At a steel plant in Bremen, Germany, operating company, Hansebahn, has the job of moving so-called torpedo cars, containing molten pig iron, from the works to the rolling mill, where it is processed. After they are emptied, they need shunting back to begin the process again.
For efficiency reasons, the client wished to use electric shunters and approached the manufacturer of our innovative ROTRAC products, Zwiehoff, who agreed to begin trialling its largest unit, the E4, to meet Hansebahn’s capacity requirements. Fully loaded, each torpedo car has a gross weight of 1,000 tons.
The ROTRAC E4 can trail loads of up to 500 tons, so Zwiehoff coupled two units together, using a master/slave configuration on the remote control. Both machines could then be operated simultaneously by one user.

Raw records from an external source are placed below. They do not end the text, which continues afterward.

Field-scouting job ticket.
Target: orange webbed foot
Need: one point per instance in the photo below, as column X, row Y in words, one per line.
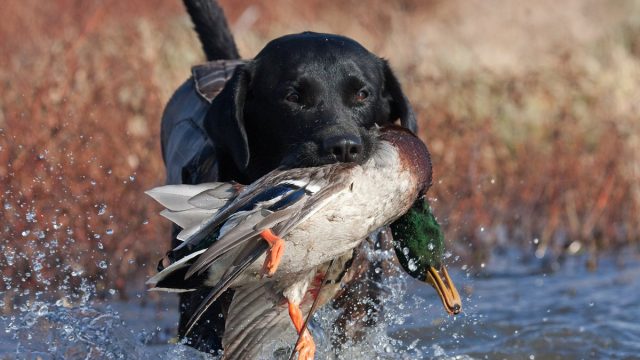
column 305, row 347
column 274, row 254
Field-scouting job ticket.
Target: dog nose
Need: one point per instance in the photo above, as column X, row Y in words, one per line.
column 344, row 148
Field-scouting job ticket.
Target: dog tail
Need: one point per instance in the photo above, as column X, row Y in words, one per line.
column 212, row 28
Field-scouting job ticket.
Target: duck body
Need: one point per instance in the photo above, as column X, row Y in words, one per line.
column 316, row 216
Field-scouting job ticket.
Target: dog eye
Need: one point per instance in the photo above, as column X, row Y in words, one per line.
column 293, row 97
column 361, row 95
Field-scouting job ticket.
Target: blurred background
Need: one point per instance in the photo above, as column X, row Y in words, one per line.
column 531, row 112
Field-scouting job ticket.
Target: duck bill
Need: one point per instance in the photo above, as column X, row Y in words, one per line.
column 441, row 281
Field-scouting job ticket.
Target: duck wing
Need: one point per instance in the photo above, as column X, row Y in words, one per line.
column 257, row 323
column 302, row 199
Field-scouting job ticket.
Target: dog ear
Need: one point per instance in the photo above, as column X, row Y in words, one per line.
column 225, row 119
column 398, row 102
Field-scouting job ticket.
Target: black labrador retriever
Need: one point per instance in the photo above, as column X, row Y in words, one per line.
column 305, row 100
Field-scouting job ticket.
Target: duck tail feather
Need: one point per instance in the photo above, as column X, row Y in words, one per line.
column 176, row 197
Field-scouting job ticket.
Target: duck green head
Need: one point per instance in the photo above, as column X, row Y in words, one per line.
column 419, row 245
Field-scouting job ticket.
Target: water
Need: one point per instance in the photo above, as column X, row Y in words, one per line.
column 511, row 311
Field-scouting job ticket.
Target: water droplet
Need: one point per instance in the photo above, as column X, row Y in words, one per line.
column 37, row 267
column 412, row 265
column 31, row 216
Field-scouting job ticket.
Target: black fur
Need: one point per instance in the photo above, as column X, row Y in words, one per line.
column 306, row 99
column 212, row 28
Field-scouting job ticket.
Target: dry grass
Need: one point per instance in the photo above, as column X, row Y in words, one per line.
column 530, row 112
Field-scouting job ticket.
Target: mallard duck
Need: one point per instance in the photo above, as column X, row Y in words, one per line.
column 419, row 246
column 297, row 222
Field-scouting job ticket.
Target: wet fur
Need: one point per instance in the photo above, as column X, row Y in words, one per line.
column 251, row 128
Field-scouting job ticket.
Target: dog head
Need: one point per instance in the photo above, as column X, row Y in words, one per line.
column 305, row 100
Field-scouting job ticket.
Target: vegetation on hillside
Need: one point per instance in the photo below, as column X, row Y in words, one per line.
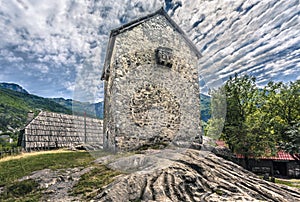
column 28, row 190
column 14, row 107
column 258, row 121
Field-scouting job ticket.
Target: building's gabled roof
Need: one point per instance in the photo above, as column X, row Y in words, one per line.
column 135, row 23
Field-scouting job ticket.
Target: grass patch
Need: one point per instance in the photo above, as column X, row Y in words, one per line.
column 26, row 190
column 288, row 183
column 92, row 182
column 16, row 168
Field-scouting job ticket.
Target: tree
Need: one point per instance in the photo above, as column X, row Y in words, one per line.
column 244, row 131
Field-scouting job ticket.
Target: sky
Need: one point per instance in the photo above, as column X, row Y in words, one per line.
column 57, row 48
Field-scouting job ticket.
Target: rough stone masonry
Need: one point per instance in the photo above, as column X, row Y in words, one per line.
column 151, row 86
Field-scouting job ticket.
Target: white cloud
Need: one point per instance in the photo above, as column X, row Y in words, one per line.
column 57, row 39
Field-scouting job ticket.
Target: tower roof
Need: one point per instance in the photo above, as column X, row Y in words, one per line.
column 134, row 23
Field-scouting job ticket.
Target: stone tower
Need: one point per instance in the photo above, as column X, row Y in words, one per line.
column 151, row 85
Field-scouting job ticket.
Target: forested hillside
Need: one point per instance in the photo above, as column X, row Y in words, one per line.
column 14, row 107
column 258, row 122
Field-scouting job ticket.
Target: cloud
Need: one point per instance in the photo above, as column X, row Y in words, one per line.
column 57, row 48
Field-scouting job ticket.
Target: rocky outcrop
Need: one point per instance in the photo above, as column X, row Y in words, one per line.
column 188, row 175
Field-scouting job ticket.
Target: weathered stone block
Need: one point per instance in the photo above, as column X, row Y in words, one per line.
column 151, row 85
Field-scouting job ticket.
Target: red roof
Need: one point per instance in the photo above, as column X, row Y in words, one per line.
column 220, row 143
column 281, row 155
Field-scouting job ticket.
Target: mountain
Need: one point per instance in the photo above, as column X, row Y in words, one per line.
column 16, row 102
column 15, row 105
column 80, row 108
column 259, row 38
column 14, row 87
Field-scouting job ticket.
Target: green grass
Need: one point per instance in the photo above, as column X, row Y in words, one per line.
column 91, row 183
column 28, row 190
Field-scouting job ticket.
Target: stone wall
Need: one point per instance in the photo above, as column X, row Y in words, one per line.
column 152, row 93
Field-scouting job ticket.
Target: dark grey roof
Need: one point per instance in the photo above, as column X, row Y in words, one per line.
column 132, row 24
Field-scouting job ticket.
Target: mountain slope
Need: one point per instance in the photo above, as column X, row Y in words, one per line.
column 14, row 87
column 80, row 108
column 14, row 107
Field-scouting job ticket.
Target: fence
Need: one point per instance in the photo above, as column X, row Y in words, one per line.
column 10, row 152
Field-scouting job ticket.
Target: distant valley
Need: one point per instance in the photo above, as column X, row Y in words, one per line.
column 16, row 102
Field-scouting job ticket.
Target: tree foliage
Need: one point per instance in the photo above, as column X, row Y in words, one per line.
column 259, row 122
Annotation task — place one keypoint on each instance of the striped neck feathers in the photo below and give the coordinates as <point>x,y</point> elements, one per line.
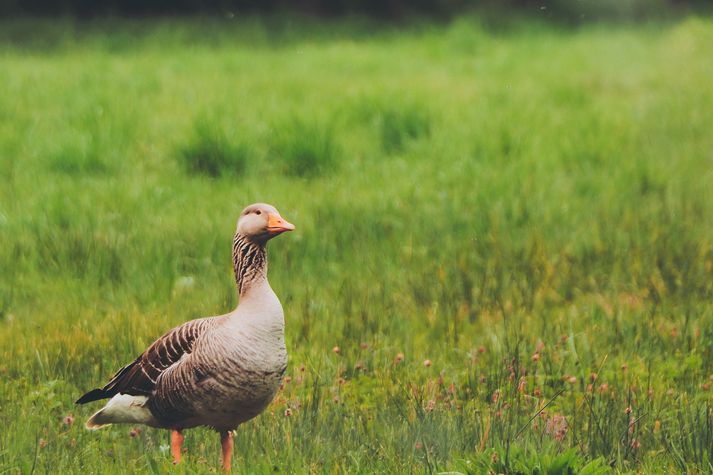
<point>249,263</point>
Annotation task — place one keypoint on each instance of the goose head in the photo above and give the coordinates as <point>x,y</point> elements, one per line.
<point>260,222</point>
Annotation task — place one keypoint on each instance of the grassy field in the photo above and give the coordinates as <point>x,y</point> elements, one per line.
<point>506,232</point>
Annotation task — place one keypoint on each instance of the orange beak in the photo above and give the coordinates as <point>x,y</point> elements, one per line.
<point>276,224</point>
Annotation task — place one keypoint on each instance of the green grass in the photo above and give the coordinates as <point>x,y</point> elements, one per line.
<point>527,209</point>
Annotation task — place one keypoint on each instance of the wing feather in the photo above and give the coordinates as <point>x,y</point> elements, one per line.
<point>139,378</point>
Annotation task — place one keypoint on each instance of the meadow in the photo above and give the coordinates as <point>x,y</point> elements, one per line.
<point>503,259</point>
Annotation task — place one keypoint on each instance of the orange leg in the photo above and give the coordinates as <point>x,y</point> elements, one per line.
<point>176,443</point>
<point>226,441</point>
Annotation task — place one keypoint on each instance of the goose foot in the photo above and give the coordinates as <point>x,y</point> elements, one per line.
<point>176,443</point>
<point>226,441</point>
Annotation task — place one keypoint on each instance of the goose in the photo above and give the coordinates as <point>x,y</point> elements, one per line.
<point>216,371</point>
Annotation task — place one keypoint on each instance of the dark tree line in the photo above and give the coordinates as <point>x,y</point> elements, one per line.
<point>386,9</point>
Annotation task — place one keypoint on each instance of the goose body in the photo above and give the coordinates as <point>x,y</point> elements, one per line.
<point>216,371</point>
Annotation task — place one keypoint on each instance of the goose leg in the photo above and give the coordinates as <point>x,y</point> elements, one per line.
<point>176,443</point>
<point>226,441</point>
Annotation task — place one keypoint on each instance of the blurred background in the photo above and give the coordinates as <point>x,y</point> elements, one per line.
<point>562,10</point>
<point>503,260</point>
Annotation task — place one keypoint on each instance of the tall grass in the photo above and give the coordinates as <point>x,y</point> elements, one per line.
<point>505,234</point>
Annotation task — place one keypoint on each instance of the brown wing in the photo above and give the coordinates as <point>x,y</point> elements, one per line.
<point>139,377</point>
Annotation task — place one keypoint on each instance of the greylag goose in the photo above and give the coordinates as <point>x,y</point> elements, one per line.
<point>215,371</point>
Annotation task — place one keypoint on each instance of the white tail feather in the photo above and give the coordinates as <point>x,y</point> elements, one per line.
<point>122,408</point>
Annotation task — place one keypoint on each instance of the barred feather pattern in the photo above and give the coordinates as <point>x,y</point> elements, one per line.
<point>249,262</point>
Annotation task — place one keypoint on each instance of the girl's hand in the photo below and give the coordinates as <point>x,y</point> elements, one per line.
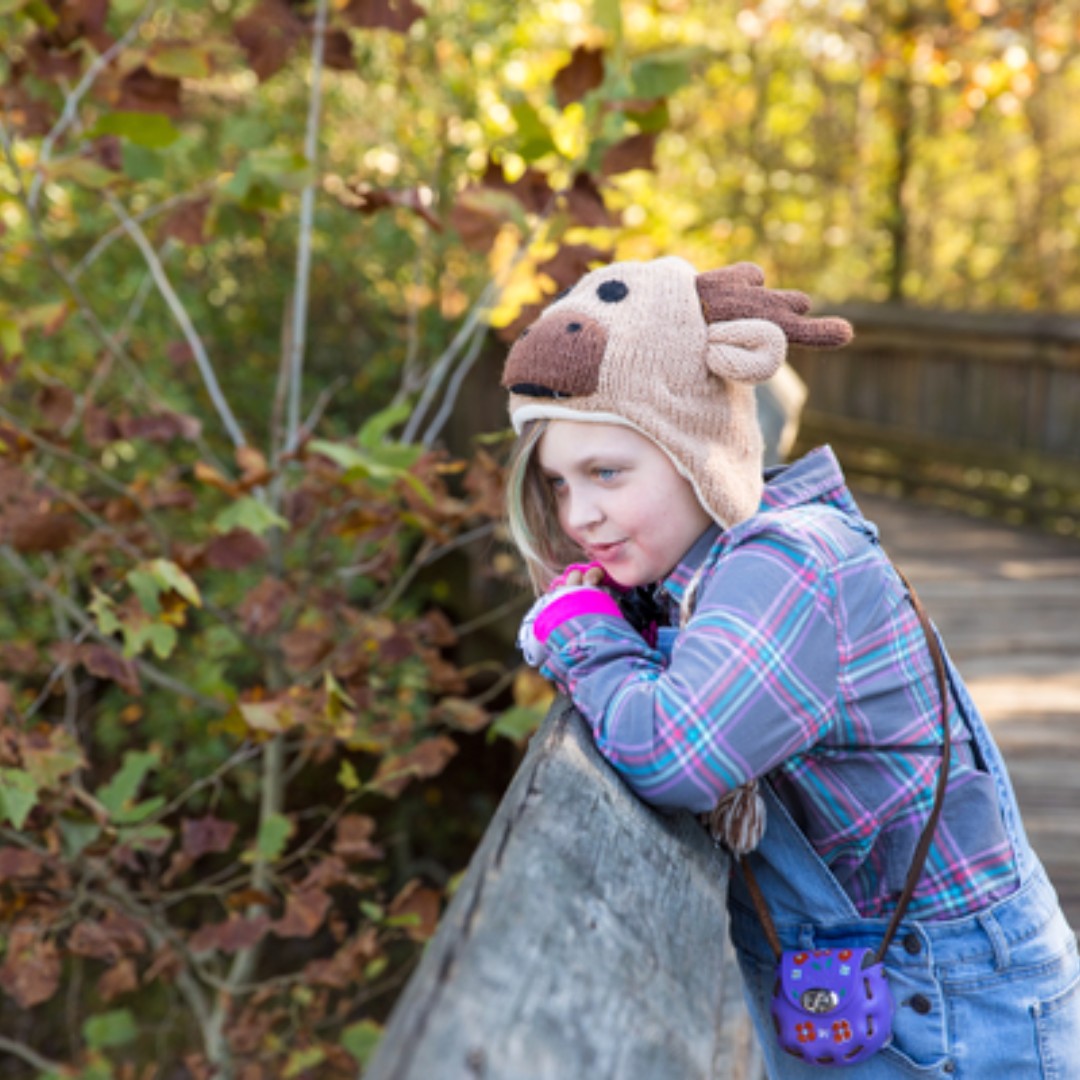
<point>590,575</point>
<point>576,592</point>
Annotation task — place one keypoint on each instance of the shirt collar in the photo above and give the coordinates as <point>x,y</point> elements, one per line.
<point>814,477</point>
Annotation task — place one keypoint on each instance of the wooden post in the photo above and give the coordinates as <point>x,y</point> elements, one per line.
<point>588,939</point>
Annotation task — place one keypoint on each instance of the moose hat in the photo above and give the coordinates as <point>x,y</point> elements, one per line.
<point>674,354</point>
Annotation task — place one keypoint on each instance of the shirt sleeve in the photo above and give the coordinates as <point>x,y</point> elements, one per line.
<point>752,679</point>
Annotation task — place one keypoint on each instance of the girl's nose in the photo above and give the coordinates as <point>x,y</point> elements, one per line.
<point>581,511</point>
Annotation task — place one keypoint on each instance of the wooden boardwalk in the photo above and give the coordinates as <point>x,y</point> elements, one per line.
<point>1008,603</point>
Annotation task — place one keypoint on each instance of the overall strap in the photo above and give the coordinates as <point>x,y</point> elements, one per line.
<point>922,849</point>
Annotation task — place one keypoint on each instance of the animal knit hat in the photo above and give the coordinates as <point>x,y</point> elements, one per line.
<point>674,354</point>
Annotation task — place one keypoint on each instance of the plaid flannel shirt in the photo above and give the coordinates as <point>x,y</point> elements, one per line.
<point>804,661</point>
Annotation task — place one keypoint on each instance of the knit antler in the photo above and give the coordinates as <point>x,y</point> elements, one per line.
<point>739,292</point>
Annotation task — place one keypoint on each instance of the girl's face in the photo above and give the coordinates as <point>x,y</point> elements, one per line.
<point>620,499</point>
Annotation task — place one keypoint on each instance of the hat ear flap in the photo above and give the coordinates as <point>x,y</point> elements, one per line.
<point>745,350</point>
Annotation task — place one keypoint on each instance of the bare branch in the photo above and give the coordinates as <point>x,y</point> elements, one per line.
<point>72,100</point>
<point>445,362</point>
<point>113,234</point>
<point>307,220</point>
<point>148,671</point>
<point>184,320</point>
<point>71,287</point>
<point>480,335</point>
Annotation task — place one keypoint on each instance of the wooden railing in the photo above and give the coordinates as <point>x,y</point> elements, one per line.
<point>588,940</point>
<point>985,406</point>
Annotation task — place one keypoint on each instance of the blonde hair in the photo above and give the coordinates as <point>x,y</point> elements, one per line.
<point>531,514</point>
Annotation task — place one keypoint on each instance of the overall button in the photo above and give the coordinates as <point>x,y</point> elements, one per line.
<point>920,1003</point>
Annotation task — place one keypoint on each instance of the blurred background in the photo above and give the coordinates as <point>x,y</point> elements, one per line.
<point>259,264</point>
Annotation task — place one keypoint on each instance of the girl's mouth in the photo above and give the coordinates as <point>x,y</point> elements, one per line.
<point>606,551</point>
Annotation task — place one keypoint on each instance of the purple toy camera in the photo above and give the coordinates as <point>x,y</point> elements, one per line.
<point>832,1007</point>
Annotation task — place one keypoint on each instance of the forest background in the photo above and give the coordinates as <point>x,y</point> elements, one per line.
<point>258,265</point>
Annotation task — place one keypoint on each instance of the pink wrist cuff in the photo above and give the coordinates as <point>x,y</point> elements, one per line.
<point>569,606</point>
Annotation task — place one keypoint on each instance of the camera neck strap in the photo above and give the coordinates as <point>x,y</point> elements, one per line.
<point>922,848</point>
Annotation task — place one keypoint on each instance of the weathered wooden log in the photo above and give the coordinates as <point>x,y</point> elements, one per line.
<point>588,939</point>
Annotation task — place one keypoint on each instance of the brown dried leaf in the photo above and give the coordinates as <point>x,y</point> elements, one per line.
<point>338,52</point>
<point>426,759</point>
<point>208,475</point>
<point>235,550</point>
<point>56,404</point>
<point>235,933</point>
<point>584,72</point>
<point>161,427</point>
<point>102,661</point>
<point>142,91</point>
<point>44,531</point>
<point>30,972</point>
<point>187,223</point>
<point>120,979</point>
<point>112,937</point>
<point>261,608</point>
<point>571,262</point>
<point>462,715</point>
<point>353,838</point>
<point>203,836</point>
<point>421,902</point>
<point>633,152</point>
<point>268,35</point>
<point>397,15</point>
<point>305,648</point>
<point>585,203</point>
<point>305,913</point>
<point>366,200</point>
<point>19,863</point>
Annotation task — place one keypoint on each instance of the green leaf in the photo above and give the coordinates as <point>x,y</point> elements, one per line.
<point>378,426</point>
<point>42,14</point>
<point>664,72</point>
<point>11,337</point>
<point>142,163</point>
<point>138,812</point>
<point>151,130</point>
<point>347,777</point>
<point>536,139</point>
<point>248,513</point>
<point>274,831</point>
<point>18,796</point>
<point>171,578</point>
<point>360,1039</point>
<point>84,172</point>
<point>179,62</point>
<point>607,14</point>
<point>104,611</point>
<point>299,1061</point>
<point>115,1028</point>
<point>119,793</point>
<point>77,834</point>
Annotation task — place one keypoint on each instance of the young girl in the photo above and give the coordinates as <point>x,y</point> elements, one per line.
<point>744,648</point>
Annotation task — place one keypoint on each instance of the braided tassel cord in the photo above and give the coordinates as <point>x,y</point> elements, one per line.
<point>738,821</point>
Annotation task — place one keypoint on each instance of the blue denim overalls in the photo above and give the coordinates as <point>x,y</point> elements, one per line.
<point>996,994</point>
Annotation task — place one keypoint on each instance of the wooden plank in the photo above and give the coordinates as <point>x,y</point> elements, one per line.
<point>1007,602</point>
<point>589,937</point>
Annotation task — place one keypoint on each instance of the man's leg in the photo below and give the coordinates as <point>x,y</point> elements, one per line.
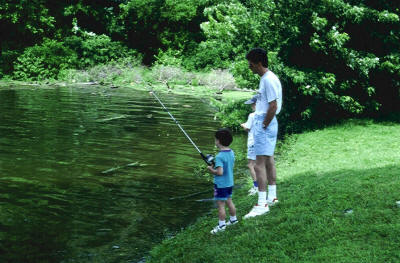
<point>254,189</point>
<point>251,166</point>
<point>271,178</point>
<point>261,173</point>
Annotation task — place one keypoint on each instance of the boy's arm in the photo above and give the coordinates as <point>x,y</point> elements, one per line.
<point>218,171</point>
<point>243,125</point>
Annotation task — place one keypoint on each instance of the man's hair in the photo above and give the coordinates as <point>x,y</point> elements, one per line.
<point>224,136</point>
<point>258,55</point>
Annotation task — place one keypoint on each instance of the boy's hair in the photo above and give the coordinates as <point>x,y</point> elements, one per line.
<point>258,55</point>
<point>224,136</point>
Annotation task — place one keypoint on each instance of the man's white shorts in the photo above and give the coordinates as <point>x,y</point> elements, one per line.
<point>251,153</point>
<point>265,139</point>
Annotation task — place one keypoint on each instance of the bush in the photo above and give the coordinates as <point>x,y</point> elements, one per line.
<point>95,49</point>
<point>44,61</point>
<point>232,114</point>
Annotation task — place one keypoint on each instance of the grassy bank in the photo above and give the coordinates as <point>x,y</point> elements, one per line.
<point>337,188</point>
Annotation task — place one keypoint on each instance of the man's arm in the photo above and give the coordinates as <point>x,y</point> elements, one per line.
<point>218,171</point>
<point>273,106</point>
<point>243,125</point>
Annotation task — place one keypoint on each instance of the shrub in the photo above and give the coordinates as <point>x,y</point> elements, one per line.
<point>44,61</point>
<point>95,49</point>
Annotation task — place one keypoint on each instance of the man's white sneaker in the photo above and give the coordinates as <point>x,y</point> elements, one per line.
<point>257,211</point>
<point>229,223</point>
<point>273,202</point>
<point>253,191</point>
<point>218,229</point>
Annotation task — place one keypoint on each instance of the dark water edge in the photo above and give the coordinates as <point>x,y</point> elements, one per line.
<point>56,202</point>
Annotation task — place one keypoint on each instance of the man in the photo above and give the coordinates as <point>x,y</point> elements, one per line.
<point>269,104</point>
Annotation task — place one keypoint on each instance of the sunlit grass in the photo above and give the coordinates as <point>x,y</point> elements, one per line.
<point>338,189</point>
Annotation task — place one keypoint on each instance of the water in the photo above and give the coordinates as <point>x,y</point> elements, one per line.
<point>67,193</point>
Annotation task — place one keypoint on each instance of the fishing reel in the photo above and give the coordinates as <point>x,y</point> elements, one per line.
<point>209,159</point>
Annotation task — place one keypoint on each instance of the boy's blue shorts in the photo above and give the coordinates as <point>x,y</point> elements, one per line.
<point>222,193</point>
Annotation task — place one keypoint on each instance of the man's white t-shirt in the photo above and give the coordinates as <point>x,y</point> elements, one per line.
<point>249,125</point>
<point>270,89</point>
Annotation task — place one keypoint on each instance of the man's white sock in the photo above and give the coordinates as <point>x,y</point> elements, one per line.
<point>262,198</point>
<point>271,192</point>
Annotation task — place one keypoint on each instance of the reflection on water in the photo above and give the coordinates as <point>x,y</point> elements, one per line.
<point>92,174</point>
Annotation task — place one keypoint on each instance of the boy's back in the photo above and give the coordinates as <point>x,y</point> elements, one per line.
<point>226,160</point>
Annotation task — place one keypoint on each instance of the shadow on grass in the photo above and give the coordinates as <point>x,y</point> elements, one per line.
<point>342,216</point>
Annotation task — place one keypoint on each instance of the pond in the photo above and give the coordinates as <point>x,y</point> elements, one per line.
<point>94,174</point>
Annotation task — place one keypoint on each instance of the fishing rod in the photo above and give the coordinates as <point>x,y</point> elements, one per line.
<point>209,159</point>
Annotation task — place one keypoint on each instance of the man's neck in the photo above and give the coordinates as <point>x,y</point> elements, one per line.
<point>262,71</point>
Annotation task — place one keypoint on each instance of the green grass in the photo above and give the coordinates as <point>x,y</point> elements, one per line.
<point>321,174</point>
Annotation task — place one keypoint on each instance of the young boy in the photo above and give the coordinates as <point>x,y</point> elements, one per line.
<point>251,155</point>
<point>223,179</point>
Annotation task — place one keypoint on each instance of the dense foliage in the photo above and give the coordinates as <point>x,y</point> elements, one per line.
<point>336,58</point>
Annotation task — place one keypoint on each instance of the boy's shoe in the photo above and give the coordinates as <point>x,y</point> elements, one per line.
<point>257,211</point>
<point>253,191</point>
<point>218,229</point>
<point>273,202</point>
<point>229,223</point>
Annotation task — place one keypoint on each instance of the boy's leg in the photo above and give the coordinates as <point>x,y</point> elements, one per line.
<point>231,207</point>
<point>232,212</point>
<point>221,210</point>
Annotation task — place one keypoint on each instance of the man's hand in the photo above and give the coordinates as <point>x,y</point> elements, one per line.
<point>273,106</point>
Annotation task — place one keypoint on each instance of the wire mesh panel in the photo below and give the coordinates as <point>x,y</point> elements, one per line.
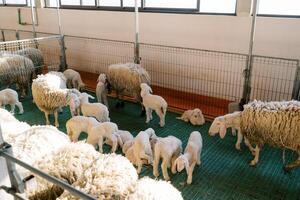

Initially, Zwiehoff’s approach proved satisfactory, however, over time, it became apparent that the E4’s standard batteries did not hold enough power to complete all shunting manoeuvres. Partial charging was necessary whilst the torpedo cars were being loaded or unloaded, but unfortunately, this is not possible with the lead acid batteries used as standard on the ROTRACs.
Zwiehoff worked closely with Hansebahn to find a solution and create a bespoke product that met its requirements. Larger capacity lithium-ion batteries, which are already being used in the forklift sector, were sourced. Their compatibility with incomplete charging makes them ideal for this application and allowed the shunters to perform perfectly in these challenging conditions.